A seamless, consistent, and accurate record to report processing calls for detecting anomalies in real time, the least manual intervention, and meaningful, real-time insights. Discover how record-to-report automation helps businesses achieve this.
As month-end approaches, CFOs and accountants across industries face immense pressure to ensure accurate and timely financial recording and reporting. With legacy accounting software in place, the struggle amplifies manifold as they find themselves in the maze of innumerable challenges. These include manual tasks and processes, follow-ups, slow financial closing, delayed decision-making due to a lack of real-time insights, siloed operations leading to poor user experience, and whatnot.
The only way businesses can solve these challenges is to automate the R2R process with autonomous accounting software that helps CFOs and accountants focus on what matters more and rely on automation and AI to detect anomalies in real time, automate tedious tasks, and deliver predictive insights for informed decision-making. In addition, they can also make financial close a proactive exercise with a record to report software identifying errors and rectifying them immediately, thereby cutting monthly close cycle time by 33%. Here are six ways AI-driven, record-to-report automation is emerging as a game changer for businesses.
● Reconciling and Matching Large Data Sets
Autonomous accounting software offers AI-driven rule discovery technology that automatically identifies and configures optimal matching rules, significantly reducing manual intervention. This helps businesses enable precise and efficient line-level transaction matching across multiple data sources, ensuring accurate and consistent reconciliation, streamlining financial close processes, and mitigating risks of human error. Additionally, AI assists businesses in unlocking up to 90% of transaction auto-match rates.
● AI/ML Driven Financial Task Automation
AI-powered tools driven by machine learning (ML) have transformed the record to report automation for tasks like data entry, transaction matching, and reconciliation. It leverages historical data, recognizing patterns and processing transactions at high speed and accuracy. The solution also automates bank and ERP data ingestion for bank reconciliation and automates data processing with little to no manual intervention, ensuring error-free and speedy reporting. In fact, the majority of businesses said that they were able to achieve a 90% accuracy rate using automated record-to-report software.

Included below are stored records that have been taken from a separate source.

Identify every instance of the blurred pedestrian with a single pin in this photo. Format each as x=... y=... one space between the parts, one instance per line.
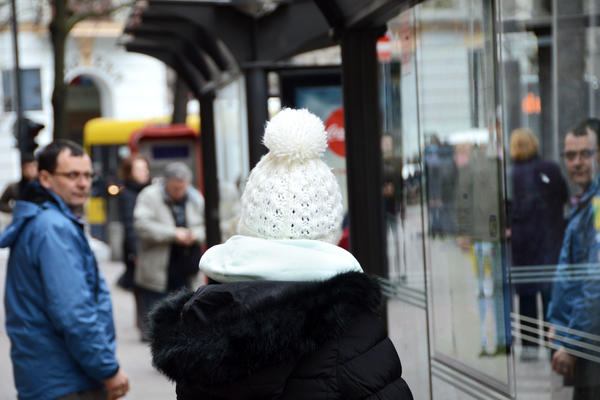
x=58 y=310
x=169 y=221
x=135 y=174
x=536 y=220
x=14 y=190
x=298 y=318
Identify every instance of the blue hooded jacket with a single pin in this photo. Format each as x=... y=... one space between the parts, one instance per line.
x=575 y=306
x=58 y=310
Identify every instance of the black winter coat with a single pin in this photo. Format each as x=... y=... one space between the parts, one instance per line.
x=278 y=340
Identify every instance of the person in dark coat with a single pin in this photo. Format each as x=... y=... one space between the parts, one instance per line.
x=539 y=194
x=14 y=191
x=294 y=316
x=135 y=173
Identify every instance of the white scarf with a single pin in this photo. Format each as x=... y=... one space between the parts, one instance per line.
x=244 y=258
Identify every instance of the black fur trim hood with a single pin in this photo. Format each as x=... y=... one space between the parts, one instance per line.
x=226 y=332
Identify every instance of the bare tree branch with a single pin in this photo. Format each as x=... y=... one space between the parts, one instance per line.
x=78 y=17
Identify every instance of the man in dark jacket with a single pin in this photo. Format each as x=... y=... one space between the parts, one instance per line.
x=58 y=309
x=16 y=189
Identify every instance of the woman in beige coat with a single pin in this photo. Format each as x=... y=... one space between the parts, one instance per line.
x=169 y=221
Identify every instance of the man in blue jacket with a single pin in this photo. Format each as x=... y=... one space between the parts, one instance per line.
x=58 y=310
x=573 y=309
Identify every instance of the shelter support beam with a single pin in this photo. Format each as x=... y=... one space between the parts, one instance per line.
x=256 y=98
x=209 y=168
x=363 y=153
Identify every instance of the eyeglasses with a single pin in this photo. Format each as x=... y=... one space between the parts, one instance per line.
x=76 y=175
x=584 y=154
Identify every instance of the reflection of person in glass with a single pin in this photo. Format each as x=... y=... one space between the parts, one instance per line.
x=392 y=201
x=573 y=307
x=539 y=193
x=440 y=172
x=476 y=216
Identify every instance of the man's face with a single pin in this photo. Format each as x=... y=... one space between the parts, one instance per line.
x=71 y=179
x=581 y=158
x=29 y=170
x=176 y=188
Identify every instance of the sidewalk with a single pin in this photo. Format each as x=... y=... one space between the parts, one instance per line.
x=134 y=356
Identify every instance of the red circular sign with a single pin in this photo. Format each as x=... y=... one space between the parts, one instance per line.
x=336 y=135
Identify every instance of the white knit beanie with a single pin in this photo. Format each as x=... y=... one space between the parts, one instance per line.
x=291 y=193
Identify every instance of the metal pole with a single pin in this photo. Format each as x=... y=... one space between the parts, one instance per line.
x=17 y=76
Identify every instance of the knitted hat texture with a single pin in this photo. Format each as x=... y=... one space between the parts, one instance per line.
x=291 y=193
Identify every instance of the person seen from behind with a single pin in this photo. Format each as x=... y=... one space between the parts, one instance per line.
x=294 y=316
x=539 y=195
x=58 y=308
x=135 y=174
x=15 y=190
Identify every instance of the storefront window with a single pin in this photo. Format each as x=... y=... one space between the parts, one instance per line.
x=550 y=98
x=490 y=125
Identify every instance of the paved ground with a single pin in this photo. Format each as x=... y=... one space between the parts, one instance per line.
x=134 y=356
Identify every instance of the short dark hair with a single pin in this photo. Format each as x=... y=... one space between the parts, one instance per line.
x=127 y=166
x=581 y=128
x=48 y=155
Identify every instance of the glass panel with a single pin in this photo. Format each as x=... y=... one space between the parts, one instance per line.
x=401 y=157
x=401 y=191
x=463 y=190
x=550 y=97
x=232 y=153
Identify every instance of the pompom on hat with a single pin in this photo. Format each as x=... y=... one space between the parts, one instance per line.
x=291 y=193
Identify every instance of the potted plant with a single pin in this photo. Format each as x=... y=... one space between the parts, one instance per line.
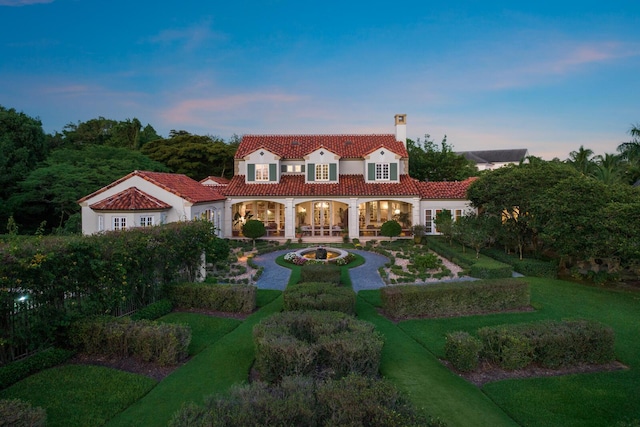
x=418 y=231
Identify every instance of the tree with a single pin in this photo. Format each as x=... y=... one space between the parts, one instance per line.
x=23 y=144
x=444 y=224
x=51 y=191
x=193 y=155
x=428 y=162
x=390 y=229
x=254 y=229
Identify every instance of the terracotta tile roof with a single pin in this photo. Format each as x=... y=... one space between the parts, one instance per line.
x=294 y=186
x=298 y=146
x=217 y=179
x=130 y=199
x=178 y=184
x=444 y=190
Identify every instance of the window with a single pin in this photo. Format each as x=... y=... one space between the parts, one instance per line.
x=119 y=223
x=146 y=221
x=322 y=172
x=262 y=172
x=382 y=171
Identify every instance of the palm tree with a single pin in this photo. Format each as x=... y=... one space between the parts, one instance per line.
x=581 y=160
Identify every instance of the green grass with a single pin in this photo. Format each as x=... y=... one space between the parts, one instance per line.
x=214 y=370
x=80 y=395
x=599 y=399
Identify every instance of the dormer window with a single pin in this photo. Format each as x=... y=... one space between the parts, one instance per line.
x=322 y=172
x=382 y=171
x=262 y=172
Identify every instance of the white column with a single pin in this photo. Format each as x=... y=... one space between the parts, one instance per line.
x=289 y=219
x=354 y=220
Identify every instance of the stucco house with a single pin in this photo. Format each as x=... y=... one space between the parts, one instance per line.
x=321 y=186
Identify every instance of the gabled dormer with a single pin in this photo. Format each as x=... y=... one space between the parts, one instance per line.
x=323 y=166
x=262 y=167
x=382 y=165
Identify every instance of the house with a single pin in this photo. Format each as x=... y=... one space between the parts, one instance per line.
x=144 y=199
x=320 y=186
x=493 y=159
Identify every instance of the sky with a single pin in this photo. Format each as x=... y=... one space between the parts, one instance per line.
x=549 y=76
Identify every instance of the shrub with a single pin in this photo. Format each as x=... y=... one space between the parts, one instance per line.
x=153 y=311
x=16 y=371
x=325 y=272
x=455 y=299
x=300 y=401
x=166 y=344
x=315 y=342
x=462 y=350
x=319 y=296
x=17 y=413
x=552 y=344
x=227 y=298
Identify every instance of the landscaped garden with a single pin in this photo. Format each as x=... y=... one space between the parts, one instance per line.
x=408 y=348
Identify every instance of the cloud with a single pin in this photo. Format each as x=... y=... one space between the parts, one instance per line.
x=23 y=2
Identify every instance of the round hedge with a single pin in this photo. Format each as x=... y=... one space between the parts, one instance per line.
x=326 y=343
x=319 y=296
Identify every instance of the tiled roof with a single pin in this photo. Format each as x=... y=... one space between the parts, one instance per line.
x=444 y=190
x=295 y=186
x=130 y=199
x=217 y=179
x=178 y=184
x=298 y=146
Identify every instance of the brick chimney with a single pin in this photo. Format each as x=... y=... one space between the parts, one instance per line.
x=401 y=128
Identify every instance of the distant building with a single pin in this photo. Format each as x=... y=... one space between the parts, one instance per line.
x=493 y=159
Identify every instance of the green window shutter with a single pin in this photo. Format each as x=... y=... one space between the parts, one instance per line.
x=273 y=175
x=333 y=172
x=311 y=172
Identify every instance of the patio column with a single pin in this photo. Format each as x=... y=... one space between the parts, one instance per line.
x=354 y=221
x=289 y=219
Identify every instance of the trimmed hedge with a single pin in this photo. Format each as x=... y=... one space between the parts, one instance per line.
x=164 y=343
x=16 y=371
x=153 y=311
x=551 y=344
x=527 y=266
x=299 y=401
x=18 y=413
x=228 y=298
x=319 y=296
x=455 y=299
x=326 y=343
x=462 y=350
x=325 y=272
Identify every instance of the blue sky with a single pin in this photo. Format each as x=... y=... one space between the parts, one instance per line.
x=547 y=76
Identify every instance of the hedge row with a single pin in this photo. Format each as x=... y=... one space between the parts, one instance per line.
x=481 y=268
x=329 y=273
x=550 y=344
x=319 y=296
x=301 y=401
x=228 y=298
x=328 y=343
x=153 y=311
x=16 y=371
x=527 y=266
x=17 y=413
x=166 y=344
x=454 y=299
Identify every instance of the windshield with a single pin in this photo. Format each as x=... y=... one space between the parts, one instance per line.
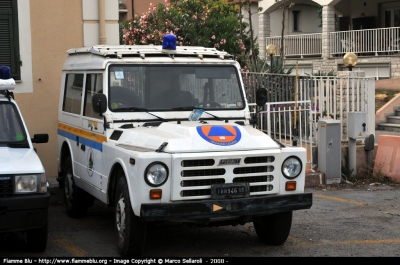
x=11 y=128
x=167 y=87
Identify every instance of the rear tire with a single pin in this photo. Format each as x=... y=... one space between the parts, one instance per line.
x=130 y=231
x=37 y=239
x=76 y=200
x=274 y=229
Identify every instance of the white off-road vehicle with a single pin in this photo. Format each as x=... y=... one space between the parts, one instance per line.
x=163 y=133
x=24 y=198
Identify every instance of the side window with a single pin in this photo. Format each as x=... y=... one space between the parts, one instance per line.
x=11 y=127
x=73 y=93
x=94 y=85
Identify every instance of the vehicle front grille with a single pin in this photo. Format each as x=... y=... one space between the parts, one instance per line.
x=6 y=185
x=195 y=175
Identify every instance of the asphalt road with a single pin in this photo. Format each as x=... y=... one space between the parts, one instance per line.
x=345 y=221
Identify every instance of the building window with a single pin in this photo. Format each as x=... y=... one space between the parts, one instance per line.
x=296 y=20
x=9 y=39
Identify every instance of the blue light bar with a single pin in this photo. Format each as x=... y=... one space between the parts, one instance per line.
x=6 y=82
x=5 y=72
x=169 y=42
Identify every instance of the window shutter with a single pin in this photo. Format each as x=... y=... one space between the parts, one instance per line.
x=9 y=40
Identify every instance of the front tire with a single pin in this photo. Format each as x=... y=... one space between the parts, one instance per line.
x=274 y=229
x=130 y=231
x=76 y=200
x=37 y=239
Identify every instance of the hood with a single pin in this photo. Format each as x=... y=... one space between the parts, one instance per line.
x=19 y=161
x=194 y=136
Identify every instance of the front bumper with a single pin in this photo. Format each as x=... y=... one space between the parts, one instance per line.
x=240 y=207
x=20 y=213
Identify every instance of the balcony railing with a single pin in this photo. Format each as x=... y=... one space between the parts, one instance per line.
x=369 y=42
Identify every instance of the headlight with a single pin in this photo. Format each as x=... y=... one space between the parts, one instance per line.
x=30 y=183
x=156 y=174
x=291 y=167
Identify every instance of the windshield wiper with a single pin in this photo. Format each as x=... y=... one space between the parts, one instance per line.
x=192 y=108
x=139 y=109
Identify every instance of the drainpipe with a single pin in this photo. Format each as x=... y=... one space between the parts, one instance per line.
x=102 y=22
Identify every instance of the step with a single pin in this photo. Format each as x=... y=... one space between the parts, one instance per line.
x=391 y=127
x=393 y=119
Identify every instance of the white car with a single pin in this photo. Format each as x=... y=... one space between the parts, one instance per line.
x=24 y=198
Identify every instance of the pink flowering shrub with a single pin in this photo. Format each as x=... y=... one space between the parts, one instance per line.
x=207 y=23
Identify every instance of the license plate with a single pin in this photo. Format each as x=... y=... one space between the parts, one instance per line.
x=231 y=190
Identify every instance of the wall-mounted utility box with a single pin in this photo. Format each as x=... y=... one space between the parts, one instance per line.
x=357 y=124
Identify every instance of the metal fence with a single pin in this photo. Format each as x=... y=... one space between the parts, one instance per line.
x=298 y=45
x=299 y=102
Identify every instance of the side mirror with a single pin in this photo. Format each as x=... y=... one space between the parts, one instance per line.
x=261 y=97
x=40 y=138
x=99 y=103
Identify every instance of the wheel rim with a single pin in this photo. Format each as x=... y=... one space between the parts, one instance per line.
x=120 y=217
x=68 y=187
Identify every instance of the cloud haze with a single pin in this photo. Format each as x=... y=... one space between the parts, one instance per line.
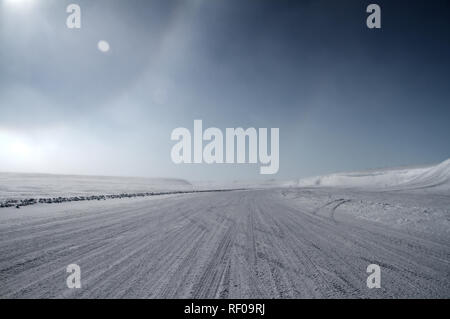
x=344 y=97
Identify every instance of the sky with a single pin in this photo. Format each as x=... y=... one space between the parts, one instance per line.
x=344 y=97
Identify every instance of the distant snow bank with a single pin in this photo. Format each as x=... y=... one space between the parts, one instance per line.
x=21 y=186
x=433 y=178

● Precise and Accurate Financial Reporting
AI algorithms help identify discrepancies and anomalies within vast datasets and effectively flag transactions that deviate from historical trends or patterns. This further helps reduce errors and enhance the integrity of financial statements. Additionally, autonomous accounting software offers AI-based identification of incorrect general ledger (GL) postings in the ERP data and also creates customizable, out-of-the-box reports and dashboards to enable businesses and stakeholders to get a bird’s view of potential omissions, errors, or misreporting in the source data.
Apart from this, autonomous accounting software provides features for automated journal entry preparation with just a one-time template setup. It also offers a highly customizable journal workflow that enables analysts and managers to track the progress and, in turn, take action and automate the posting of journal entries back to source ERP systems.
● Advanced Data Analysis
Automation of record-to-report processes helps analyze large volumes of data and employ predictive analytics and data mining techniques. AI identifies trends and patterns to provide meaningful insights into revenue forecasting, expense analysis, and better liquidity management. This helps accountants save time from automated data processing. The accounts team can then use this time to focus on other critical tasks during peak load like audit preparedness, adjustments, reporting, etc., thus further increasing the close efficiency.
● Predictive Financial Analytics
Autonomous accounting software, with the help of AI, analyzes historical financial data, market conditions, and other relevant external data sources and delivers forecasts with a high-level of accuracy and consistency. Additionally, the solution comes with self-serve analytics and allows accountants to track business-specific or any other type of custom metrics.
● Robust Anomaly Detection and Fraud Prevention
Anomaly management solution allows users to identify accounting ‘errors and omissions’ using AI. The record to report automation identifies errors by reviewing all current month-posted transactions and comparing them to the history of similar transactions. Similarly, the system detects omission by looking at the history of posted transactions and not finding a similar transaction in the current close month. Businesses later can get these anomalies as a worklist for the accountants’ review, almost like a real-time internal auditor.
In addition, the solution gives anomaly resolution in the form of automated corrective suggestions and anomaly workflows. It also corrects journal entries for some anomaly patterns to expedite the close process and increases an accountant’s productivity.
Accelerate Month-End Close With Automated Record To Report Software
Getting out-of-the-box features for the above capabilities is no cakewalk. These third-party integrations are not only fragile but also incur high costs and require heavy maintenance and reliance on the IT department. The right record to report software offers over 100 pre-configured close checklists and task templates to help you with quicker implementation of the solution. Moreover, your accounts and finance team can leverage Excel-like, easy-to-use templates for low-priority use cases, consolidate workflow management, automate journal posting, conduct daily revenue reconciliation, and more. Additionally, with record automation, you reduce days to close by almost 30% and increase efficiency by up to 40%.